UK Housing Bubble Fears – What can Bank of England do?
Opposing forces are at play in the UK property market. People want to buy houses, but the supply is a bare trickle. What you have now is a market where the prices can easily go above inflation rates, and worrying signs a property bubble.
Not surprisingly, the Bank of England is now on a bubble alert. Policymakers have started taking steps to prevent a possible boom-bust. The current boom in the market is therefore likely to be only temporary, and not sustainable.
The market definitely needs to ramp up supply to meet the demand. Paul Cheshire, professor at London School of Economics, suggests in the latest edition of Centerpiece magazine that the solution to the problem is to ease the green belt rules. Changes in planning laws, and rebalancing the economy to encourage population to move to areas with abundant housing could also solve the problem to an extent. However, these things would take time.

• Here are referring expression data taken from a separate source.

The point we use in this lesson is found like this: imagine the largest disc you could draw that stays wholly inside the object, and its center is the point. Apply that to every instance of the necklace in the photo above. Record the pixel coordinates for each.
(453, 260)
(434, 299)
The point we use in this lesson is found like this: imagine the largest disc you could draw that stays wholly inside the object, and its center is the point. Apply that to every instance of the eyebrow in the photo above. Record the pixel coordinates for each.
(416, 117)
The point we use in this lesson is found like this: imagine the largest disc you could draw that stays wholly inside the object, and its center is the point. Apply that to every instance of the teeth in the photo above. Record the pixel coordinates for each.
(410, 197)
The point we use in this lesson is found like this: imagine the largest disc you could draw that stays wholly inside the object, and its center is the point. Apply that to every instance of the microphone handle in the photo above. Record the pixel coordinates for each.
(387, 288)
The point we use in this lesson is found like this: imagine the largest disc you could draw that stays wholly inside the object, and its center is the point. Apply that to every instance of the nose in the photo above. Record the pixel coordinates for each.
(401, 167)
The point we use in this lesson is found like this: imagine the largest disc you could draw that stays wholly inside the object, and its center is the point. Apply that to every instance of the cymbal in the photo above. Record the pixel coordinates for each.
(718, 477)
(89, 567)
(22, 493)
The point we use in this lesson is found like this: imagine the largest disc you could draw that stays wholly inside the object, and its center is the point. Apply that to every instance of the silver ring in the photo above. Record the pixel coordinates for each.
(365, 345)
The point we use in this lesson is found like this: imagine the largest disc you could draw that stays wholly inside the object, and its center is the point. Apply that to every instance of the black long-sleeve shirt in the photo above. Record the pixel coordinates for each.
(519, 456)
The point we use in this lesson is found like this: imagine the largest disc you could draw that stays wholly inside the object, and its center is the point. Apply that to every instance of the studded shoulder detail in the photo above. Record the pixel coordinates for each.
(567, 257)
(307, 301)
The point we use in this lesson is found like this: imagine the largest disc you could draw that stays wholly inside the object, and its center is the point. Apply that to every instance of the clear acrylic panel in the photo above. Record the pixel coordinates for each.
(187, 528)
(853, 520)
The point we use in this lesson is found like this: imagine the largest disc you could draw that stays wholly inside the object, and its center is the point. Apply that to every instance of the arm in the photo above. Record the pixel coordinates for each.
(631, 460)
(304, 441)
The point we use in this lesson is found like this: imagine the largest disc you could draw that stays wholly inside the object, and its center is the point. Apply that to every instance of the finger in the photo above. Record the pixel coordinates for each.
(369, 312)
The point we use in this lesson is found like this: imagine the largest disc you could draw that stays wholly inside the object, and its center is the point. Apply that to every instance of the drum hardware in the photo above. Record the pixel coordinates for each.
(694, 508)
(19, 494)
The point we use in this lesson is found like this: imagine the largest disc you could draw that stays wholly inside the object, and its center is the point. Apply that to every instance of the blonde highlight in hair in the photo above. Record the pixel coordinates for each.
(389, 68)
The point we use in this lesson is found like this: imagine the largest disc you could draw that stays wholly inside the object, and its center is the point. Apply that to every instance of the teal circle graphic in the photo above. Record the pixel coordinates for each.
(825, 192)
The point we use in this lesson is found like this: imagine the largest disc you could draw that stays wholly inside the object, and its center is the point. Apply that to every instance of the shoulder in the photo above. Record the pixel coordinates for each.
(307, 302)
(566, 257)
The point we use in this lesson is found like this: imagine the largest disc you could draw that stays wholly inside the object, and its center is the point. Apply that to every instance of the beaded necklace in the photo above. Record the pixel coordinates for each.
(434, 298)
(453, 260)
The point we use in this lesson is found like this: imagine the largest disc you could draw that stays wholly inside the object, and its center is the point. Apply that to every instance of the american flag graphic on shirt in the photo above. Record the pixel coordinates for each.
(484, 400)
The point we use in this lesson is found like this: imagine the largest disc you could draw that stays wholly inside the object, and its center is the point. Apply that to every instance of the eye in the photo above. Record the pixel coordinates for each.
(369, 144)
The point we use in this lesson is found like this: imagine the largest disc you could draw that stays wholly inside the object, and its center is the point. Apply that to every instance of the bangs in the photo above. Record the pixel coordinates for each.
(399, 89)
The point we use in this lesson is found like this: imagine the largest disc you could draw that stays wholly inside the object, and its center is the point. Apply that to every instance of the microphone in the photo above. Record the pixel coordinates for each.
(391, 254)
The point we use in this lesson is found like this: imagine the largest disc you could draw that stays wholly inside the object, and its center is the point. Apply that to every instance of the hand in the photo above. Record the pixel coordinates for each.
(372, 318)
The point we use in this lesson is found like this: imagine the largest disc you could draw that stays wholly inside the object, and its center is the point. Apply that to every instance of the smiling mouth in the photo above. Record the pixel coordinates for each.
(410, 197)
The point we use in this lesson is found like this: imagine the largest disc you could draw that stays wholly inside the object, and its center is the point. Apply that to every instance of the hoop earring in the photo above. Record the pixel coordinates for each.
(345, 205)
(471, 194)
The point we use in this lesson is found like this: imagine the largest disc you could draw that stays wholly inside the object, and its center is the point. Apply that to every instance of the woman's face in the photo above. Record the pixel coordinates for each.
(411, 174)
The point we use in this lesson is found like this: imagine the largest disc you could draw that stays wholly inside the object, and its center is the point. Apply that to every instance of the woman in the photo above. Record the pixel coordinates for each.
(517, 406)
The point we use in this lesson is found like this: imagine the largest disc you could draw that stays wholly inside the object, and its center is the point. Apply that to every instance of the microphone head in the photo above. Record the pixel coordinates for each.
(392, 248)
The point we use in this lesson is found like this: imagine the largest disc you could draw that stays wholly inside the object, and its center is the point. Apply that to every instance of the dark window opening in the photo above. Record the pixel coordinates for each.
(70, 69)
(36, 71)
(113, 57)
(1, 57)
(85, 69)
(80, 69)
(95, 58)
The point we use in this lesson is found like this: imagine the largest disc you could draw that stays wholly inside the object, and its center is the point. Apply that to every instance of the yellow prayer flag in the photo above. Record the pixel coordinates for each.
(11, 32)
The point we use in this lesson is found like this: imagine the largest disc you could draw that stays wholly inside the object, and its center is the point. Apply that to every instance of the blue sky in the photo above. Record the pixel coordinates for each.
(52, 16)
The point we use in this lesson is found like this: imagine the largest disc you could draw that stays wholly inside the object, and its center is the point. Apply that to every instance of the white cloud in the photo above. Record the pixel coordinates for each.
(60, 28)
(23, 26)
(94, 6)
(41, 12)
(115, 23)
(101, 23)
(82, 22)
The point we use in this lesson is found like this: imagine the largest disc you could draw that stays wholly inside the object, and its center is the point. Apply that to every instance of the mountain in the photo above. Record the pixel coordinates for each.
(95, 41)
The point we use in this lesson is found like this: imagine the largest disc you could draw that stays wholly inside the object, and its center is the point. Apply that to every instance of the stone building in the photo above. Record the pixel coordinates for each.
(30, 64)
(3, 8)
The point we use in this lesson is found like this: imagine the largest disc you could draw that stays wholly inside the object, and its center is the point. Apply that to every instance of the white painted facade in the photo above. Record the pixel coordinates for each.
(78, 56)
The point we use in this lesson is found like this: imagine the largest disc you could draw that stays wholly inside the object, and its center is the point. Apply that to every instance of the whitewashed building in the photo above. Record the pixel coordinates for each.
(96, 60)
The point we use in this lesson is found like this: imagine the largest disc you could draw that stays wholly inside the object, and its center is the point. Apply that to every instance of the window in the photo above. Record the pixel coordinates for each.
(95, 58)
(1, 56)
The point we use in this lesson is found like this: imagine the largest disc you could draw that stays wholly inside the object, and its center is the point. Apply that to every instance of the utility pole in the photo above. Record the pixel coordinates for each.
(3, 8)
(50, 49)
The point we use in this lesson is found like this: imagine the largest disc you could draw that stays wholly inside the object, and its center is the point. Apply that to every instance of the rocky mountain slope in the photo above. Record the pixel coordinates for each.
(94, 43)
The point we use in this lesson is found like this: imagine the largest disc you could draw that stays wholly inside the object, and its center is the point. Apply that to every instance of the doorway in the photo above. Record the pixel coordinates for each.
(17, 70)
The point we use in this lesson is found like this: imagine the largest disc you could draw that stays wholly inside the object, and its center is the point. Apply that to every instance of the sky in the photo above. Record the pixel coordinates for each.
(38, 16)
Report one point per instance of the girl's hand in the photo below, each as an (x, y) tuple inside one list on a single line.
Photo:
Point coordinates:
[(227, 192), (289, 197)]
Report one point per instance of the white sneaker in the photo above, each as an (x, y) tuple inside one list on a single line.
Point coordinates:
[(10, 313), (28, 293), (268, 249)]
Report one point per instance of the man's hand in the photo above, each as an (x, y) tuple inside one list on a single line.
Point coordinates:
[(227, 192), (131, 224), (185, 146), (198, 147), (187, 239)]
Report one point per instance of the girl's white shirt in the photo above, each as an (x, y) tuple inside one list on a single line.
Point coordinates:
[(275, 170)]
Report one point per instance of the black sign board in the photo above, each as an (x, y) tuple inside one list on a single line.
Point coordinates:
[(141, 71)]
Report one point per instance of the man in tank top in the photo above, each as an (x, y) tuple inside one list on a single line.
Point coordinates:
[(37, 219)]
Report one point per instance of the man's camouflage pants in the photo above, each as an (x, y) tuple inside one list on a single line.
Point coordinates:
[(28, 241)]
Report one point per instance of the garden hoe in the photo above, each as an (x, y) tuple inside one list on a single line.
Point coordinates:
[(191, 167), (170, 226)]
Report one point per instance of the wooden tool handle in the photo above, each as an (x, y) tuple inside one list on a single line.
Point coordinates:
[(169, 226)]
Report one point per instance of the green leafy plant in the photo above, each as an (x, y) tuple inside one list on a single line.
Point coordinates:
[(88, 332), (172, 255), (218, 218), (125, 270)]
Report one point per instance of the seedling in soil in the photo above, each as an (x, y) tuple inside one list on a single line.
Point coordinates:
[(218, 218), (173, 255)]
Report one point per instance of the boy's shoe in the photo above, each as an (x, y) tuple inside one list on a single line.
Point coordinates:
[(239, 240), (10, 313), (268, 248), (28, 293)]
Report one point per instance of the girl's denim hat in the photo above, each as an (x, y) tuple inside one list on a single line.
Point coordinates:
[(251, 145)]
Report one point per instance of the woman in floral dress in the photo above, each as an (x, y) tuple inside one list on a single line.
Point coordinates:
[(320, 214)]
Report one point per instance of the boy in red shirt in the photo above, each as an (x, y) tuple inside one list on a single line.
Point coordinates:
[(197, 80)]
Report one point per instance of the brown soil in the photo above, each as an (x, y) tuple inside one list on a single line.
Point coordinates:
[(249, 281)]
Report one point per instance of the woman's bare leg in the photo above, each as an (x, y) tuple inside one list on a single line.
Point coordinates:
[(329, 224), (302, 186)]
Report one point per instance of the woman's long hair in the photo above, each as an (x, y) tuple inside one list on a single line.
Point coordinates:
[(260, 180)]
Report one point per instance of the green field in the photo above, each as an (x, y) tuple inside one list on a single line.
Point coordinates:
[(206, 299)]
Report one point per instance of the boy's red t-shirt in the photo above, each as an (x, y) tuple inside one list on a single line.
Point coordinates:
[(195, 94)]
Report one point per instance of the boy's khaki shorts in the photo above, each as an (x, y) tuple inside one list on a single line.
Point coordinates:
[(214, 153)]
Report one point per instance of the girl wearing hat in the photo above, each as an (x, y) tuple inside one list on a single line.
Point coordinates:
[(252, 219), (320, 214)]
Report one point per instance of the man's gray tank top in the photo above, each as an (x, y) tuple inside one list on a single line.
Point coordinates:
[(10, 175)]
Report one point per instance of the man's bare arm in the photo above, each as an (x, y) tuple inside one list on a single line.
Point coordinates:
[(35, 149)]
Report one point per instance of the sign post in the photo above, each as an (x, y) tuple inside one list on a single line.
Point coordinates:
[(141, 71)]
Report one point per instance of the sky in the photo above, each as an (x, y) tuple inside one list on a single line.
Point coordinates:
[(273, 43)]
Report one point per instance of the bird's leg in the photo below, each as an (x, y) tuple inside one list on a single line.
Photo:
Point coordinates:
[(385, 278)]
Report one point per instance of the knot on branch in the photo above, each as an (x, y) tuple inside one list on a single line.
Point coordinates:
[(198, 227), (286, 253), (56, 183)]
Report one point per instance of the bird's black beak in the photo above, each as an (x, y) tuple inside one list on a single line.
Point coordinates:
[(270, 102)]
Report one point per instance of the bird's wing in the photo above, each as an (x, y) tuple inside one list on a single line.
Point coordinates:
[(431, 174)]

At the moment though, the Bank is bearing down on demand by imposing more intensive mortgage market reviews for potential borrowers. Tougher capital rules, where lenders have to set aside enough capital to withstand the 35% drop in house prices, also limit the money that is available for banks to lend.
The Bank can easily rein in the property market any time by increasing the interest rates, which will cause the house sales to dry up and prices to fall. However, that is the last resort. For the time being, capping the upper limit of Help to Buy at £300,000 (from the current £600,000), maybe all that is needed for the Bank to send a clear message to the property market.